Amber’s analysis of the Pfizer miscarriage data (Amber Athey/The Spectator/Screenshot)

Now, you might therefore assume that eleven out of fifty pregnant women had a miscarriage after taking the vaccine. This would put the percentage of miscarriages at 22 percent rather than Wolf’s 44 percent. This would be high— as many as 26 percent of all pregnancies end in miscarriage, but only about 10 to 15 percent of known pregnancies do. But this number is not correct either.

We cannot use the fifty pregnant women listed at the bottom of the document as our denominator. Why? Only three of them had miscarriages. I looked up the unique subject numbers of each of the fifty pregnant women in the adverse events section and wrote down what they reported. The vast majority had no reactions or mild reactions: pain at the injection site, fever, headache, etc.

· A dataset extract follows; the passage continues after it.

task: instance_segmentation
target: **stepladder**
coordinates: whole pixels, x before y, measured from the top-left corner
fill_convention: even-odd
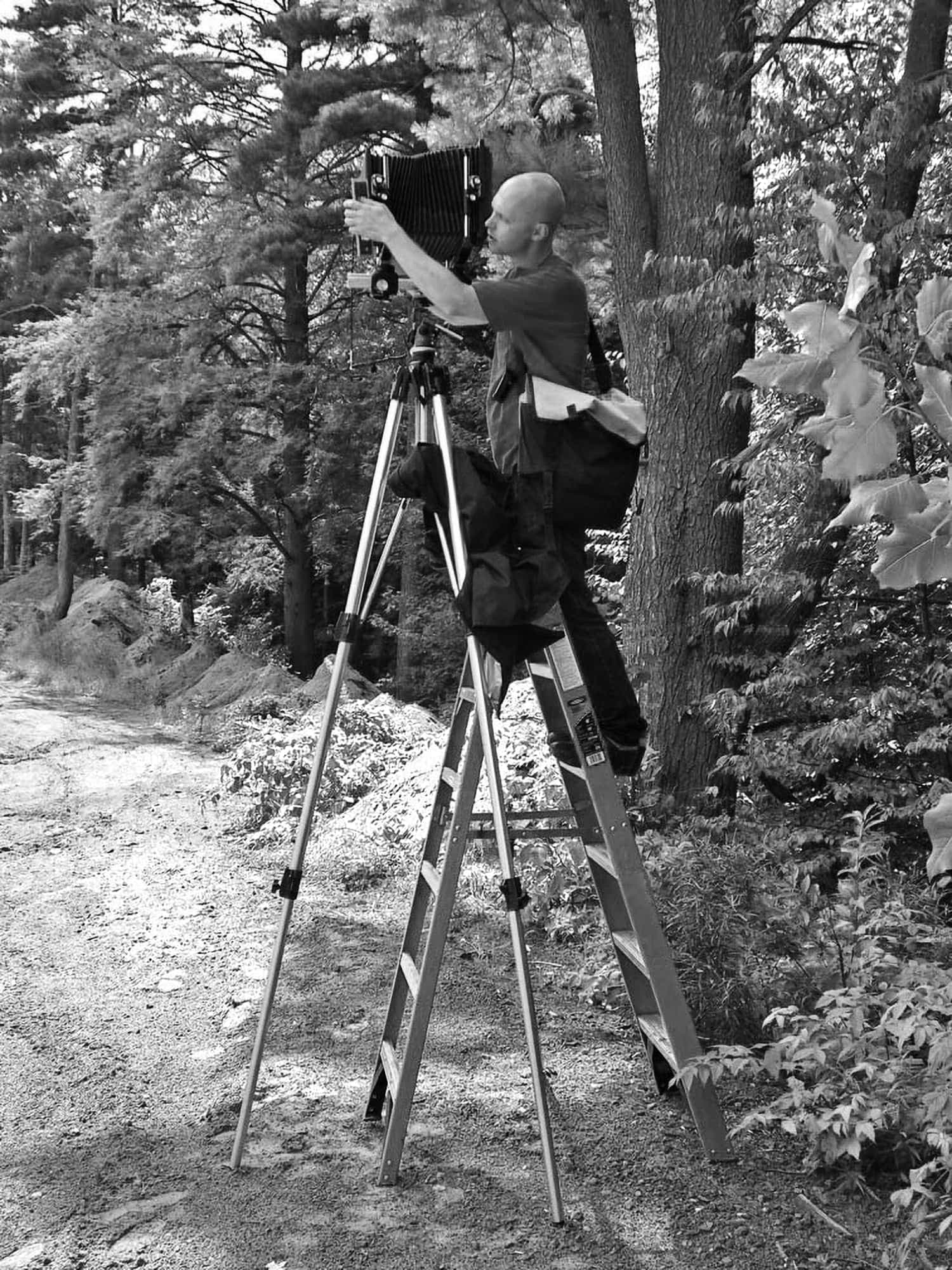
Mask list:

Again, only three of them reported having a miscarriage.

Amber Athey Pfizer Miscarriage Data (Partial Screenshot)

Amber’s analysis of the Pfizer miscarriage data (Amber Athey/The Spectator/Screenshot)

P.S. It turns out that pregnancy itself was listed as an “adverse event” by Pfizer, which is why many of the entries have “N/A”.

So who accounts for the other eight miscarriages? We can’t be sure, because there is no full subject list in this set of documents. All we know is that their unique subject numbers do not appear in the table of fifty women who reported being pregnant after taking one dose of the vaccine. Maybe there were others who were pregnant prior to taking the first dose not represented in that table.

The best we can do for now — and this is imperfect — is count up the total number of subjects under “adverse events” who reported “exposure during pregnancy.” Another researcher determined that there are sixty-six subjects who met this criteria. If we divide the eleven miscarriages by the possible sixty-six pregnant women, we get would get 16.67 percent of women in the sample miscarrying after taking the vaccine. That 16.67 percent is slightly above the accepted average of 10-15 percent of known pregnancies that end in miscarriage — but given the small sample size, is well within the margin of error.

Phil Kerpen, who also went through the research like I did, may have identified a twelfth miscarriage that was labeled as “retained products of conception”. This would put the average at 18.18 percent, which is still not outside the margin of error. The percentage could be lower still if there were more pregnant women sampled that, for whatever reason, did not appear in this specific data table.

With all of that being said, this data is not super helpful anyway because the sample size is so small. Sixty-six women is simply not a lot when talking about a vaccine administered to hundreds of millions. But we do know for sure that Wolf and her team majorly misread the data that is available to us here.

I am not a shill for Pfizer. I reached out to them about this data set and received a copy and pasted PR response about how the vaccines are totally safe. I asked to follow-up with a researcher who could tell me exactly how many pregnant women are represented in this sample (Sixty-six? More?) and did not get a response.

I have said I don’t think young and healthy people particularly need to get the vaccine, I am skeptical that we can know the full extent of adverse effects from the vaccine in just a year or two of sampling — and I am strictly against mandates. I personally would opt not to get the vaccine if I were pregnant. However, if we’re going to talk about this very important topic, we need to get our facts right.

The website where Wolf is hosting her “research” has issued a correction about the claim. It notes that two researchers “reviewed this Pfizer document and reached different totals and percentages than did the author of this report.” Make it three, I suppose.

Unfortunately, Wolf has proven to be an untrustworthy source. This is not the first time she has gotten something so wildly wrong. Her book was delayed in 2019 because she misinterpreted data and claimed the Victorians executed a bunch of gay men for sodomy.

Best be cautious with any future claims about vaccines from this one.